Infrarotastronomie: Der Nordamerikanebel im Blick von Spitzer
Einer der bekanntesten Emissionsnebel am nördlichen Sternenhimmel ist der Nordamerikanebel oder NGC 7000 im Sternbild Schwan. Er erhielt seinen Namen, weil seine Umrisse dem irdischen Kontinent ähneln. Tatsächlich ist NGC 7000 im sichtbaren Licht eine rund 56 Lichtjahre lange und 46 Lichtjahre breite Gaswolke aus ionisiertem Wasserstoff, die intensiv in der tiefroten Farbe des H-alpha-Lichts leuchtet. Der Nordamerikanebel ist rund 1800 Lichtjahre von uns entfernt und ein beliebtes Beobachtungsobjekt für Amateurastronomen.
Mit dem Weltraumteleskop Spitzer lichtete ein Forscherteam um Louisa Rebull am California Institute of Technology NGC 7000 in vier verschiedenen infraroten Wellenlängen ab, um das Innenleben des Nordamerikanebels zu erforschen. Schon auf den ersten Blick zeigt sich, dass die im sichtbaren Licht so markante Gestalt im Infraroten kaum zu erkennen ist. NGC 7000 ist nämlich nur ein Teil einer sehr viel größeren Ansammlung aus Gas und Staub. Zudem konnten die Forscher im Infraroten in dichte Staubwolken hineinsehen, die im sichtbaren Licht jegliche Einblicke verwehren.

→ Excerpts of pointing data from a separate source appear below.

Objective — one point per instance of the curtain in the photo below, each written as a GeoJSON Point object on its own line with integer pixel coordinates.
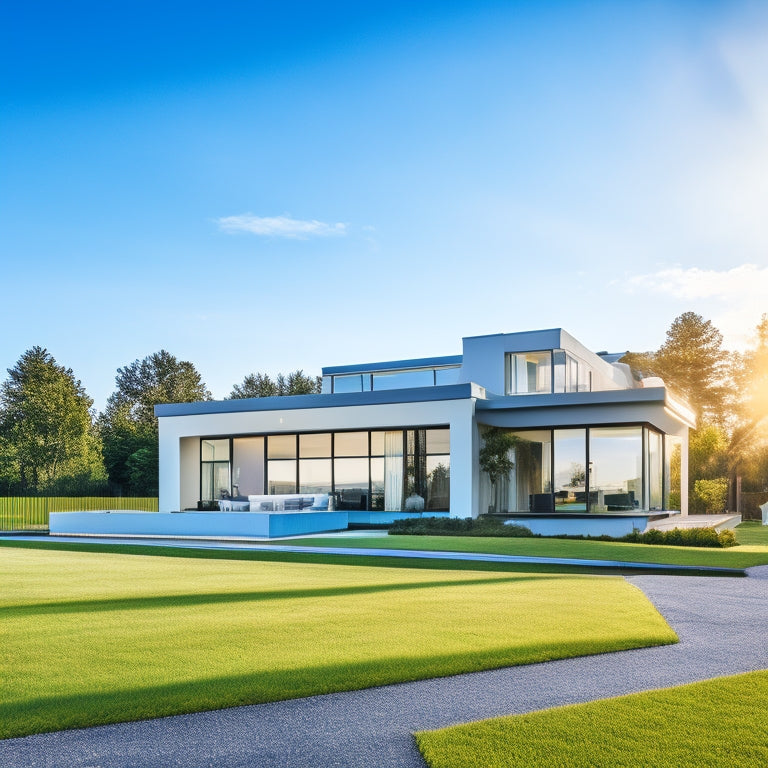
{"type": "Point", "coordinates": [393, 471]}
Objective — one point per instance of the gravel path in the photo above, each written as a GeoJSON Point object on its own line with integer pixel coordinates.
{"type": "Point", "coordinates": [721, 624]}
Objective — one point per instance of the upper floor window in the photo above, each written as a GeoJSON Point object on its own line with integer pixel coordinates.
{"type": "Point", "coordinates": [528, 373]}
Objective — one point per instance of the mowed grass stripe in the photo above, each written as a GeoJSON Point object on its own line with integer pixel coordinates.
{"type": "Point", "coordinates": [714, 724]}
{"type": "Point", "coordinates": [169, 635]}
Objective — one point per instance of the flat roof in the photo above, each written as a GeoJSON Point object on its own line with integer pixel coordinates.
{"type": "Point", "coordinates": [296, 402]}
{"type": "Point", "coordinates": [394, 365]}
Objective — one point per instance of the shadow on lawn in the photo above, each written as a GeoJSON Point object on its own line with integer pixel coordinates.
{"type": "Point", "coordinates": [99, 707]}
{"type": "Point", "coordinates": [213, 598]}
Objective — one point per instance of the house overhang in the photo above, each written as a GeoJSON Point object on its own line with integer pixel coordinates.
{"type": "Point", "coordinates": [652, 405]}
{"type": "Point", "coordinates": [310, 402]}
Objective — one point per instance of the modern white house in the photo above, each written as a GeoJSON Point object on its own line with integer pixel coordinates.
{"type": "Point", "coordinates": [386, 440]}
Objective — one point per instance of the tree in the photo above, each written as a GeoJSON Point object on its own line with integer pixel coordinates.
{"type": "Point", "coordinates": [692, 363]}
{"type": "Point", "coordinates": [749, 438]}
{"type": "Point", "coordinates": [128, 424]}
{"type": "Point", "coordinates": [261, 385]}
{"type": "Point", "coordinates": [46, 426]}
{"type": "Point", "coordinates": [494, 456]}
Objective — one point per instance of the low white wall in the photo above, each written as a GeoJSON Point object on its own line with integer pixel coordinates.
{"type": "Point", "coordinates": [179, 480]}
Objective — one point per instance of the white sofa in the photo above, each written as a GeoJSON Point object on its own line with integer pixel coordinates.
{"type": "Point", "coordinates": [291, 502]}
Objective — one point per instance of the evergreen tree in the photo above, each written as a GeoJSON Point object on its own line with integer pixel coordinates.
{"type": "Point", "coordinates": [692, 362]}
{"type": "Point", "coordinates": [261, 385]}
{"type": "Point", "coordinates": [128, 424]}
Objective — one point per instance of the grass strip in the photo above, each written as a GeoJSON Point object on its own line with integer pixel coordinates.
{"type": "Point", "coordinates": [751, 551]}
{"type": "Point", "coordinates": [714, 724]}
{"type": "Point", "coordinates": [382, 561]}
{"type": "Point", "coordinates": [92, 638]}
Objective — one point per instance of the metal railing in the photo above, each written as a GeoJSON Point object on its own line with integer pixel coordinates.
{"type": "Point", "coordinates": [30, 513]}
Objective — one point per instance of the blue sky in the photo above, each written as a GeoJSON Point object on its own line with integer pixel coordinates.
{"type": "Point", "coordinates": [271, 186]}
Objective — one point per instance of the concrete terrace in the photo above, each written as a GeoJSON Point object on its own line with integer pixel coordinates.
{"type": "Point", "coordinates": [720, 623]}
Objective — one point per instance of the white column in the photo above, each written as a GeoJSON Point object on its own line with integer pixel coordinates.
{"type": "Point", "coordinates": [463, 497]}
{"type": "Point", "coordinates": [170, 468]}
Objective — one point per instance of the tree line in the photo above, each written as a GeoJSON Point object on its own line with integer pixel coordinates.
{"type": "Point", "coordinates": [53, 442]}
{"type": "Point", "coordinates": [728, 392]}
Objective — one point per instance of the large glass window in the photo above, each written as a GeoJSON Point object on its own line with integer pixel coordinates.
{"type": "Point", "coordinates": [422, 377]}
{"type": "Point", "coordinates": [281, 476]}
{"type": "Point", "coordinates": [530, 485]}
{"type": "Point", "coordinates": [351, 444]}
{"type": "Point", "coordinates": [281, 447]}
{"type": "Point", "coordinates": [214, 450]}
{"type": "Point", "coordinates": [315, 476]}
{"type": "Point", "coordinates": [655, 468]}
{"type": "Point", "coordinates": [353, 382]}
{"type": "Point", "coordinates": [528, 373]}
{"type": "Point", "coordinates": [438, 485]}
{"type": "Point", "coordinates": [315, 446]}
{"type": "Point", "coordinates": [570, 470]}
{"type": "Point", "coordinates": [214, 469]}
{"type": "Point", "coordinates": [393, 470]}
{"type": "Point", "coordinates": [247, 466]}
{"type": "Point", "coordinates": [616, 468]}
{"type": "Point", "coordinates": [672, 454]}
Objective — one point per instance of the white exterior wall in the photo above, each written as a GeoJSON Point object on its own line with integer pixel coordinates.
{"type": "Point", "coordinates": [179, 454]}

Insgesamt machten die Forscher 2000 bislang unbekannte junge Sterne in NGC 7000 aus, die sich in unterschiedlichen Phasen ihrer Entstehung befinden. Bislang waren nur etwa 200 junge Sterne in dieser Region bekannt. Viele dieser Protosonnen sind noch von dicken Scheiben aus Gas und Staub umgeben, in denen sich zur Zeit neue Planeten bilden können. Wenn dann der Stern wenige Millionen Jahre nach seiner Zusammenballung die volle Leuchtkraft erreicht, bläst er mit starken Sternwinden die übrig gebliebenen Mengen an Gas und Staub aus dem System heraus, nur eventuelle Planeten bleiben zurück. Manche der jungen Sterne zeigen zudem zwei gerichtete Ströme aus heißen Gasen, die so genannten Jets, die sich über mehrere Lichtjahre erstrecken können.
Dass der Nordamerikanebel im sichtbaren Licht so auffällig leuchtet, verdankt er den jungen, massereichen Sternen. Sie leuchten so intensiv im energiereichen ultravioletten Licht, dass sie den Wasserstoff des Nebels teilweise ionisieren und zum Aussenden sichtbaren Lichts – der H-alpha-Strahlung – anregen. Jedoch ist diesen massereichen Sternen nur eine kurze Existenz beschieden, bis sie sich zu Roten Riesen aufblähen und schließlich in mächtigen Supernova-Explosionen vergehen.
Derzeit ist noch nicht klar, welche Sterne im Nordamerikanebel die Kraftwerke für sein H-alpha-Licht sind. Die Astronomen vermuten, dass sich die für die Anregung verantwortlichen Sterne im "Golf von Mexiko" hinter dichten Ansammlungen von Gas und Staub verbergen. Im Bereich der infraroten Wellenlänge von 24 Mikrometern, die besonders die Strahlung von warmen Staub wiederspiegelt, zeigt sich, dass der Nebel aus dieser Region intensiv beleuchtet wird. Dabei wird die Strahlung am Staub reflektiert, ähnlich wie das Sonnenlicht hinter einer Regenwolke hervorlugt.
Das Bild ist ein Falschfarben-Komposit aus vier unterschiedlichen infraroten Wellenlängen. Blau repräsentiert Licht bei Wellenlängen von 3,6 und 4,5 Mikrometern, Grün 8 Mikrometer und Rot 24 Mikrometer. Die Aufnahmen entstanden, als Spitzer noch über genügend Kühlmittel für den Betrieb aller Infrarotkanäle verfügte. Mit dessen Erschöpfung arbeitet Spitzer jetzt nur noch bei den kurzen Wellenlängen von 3,6 und 4,5 Mikrometern.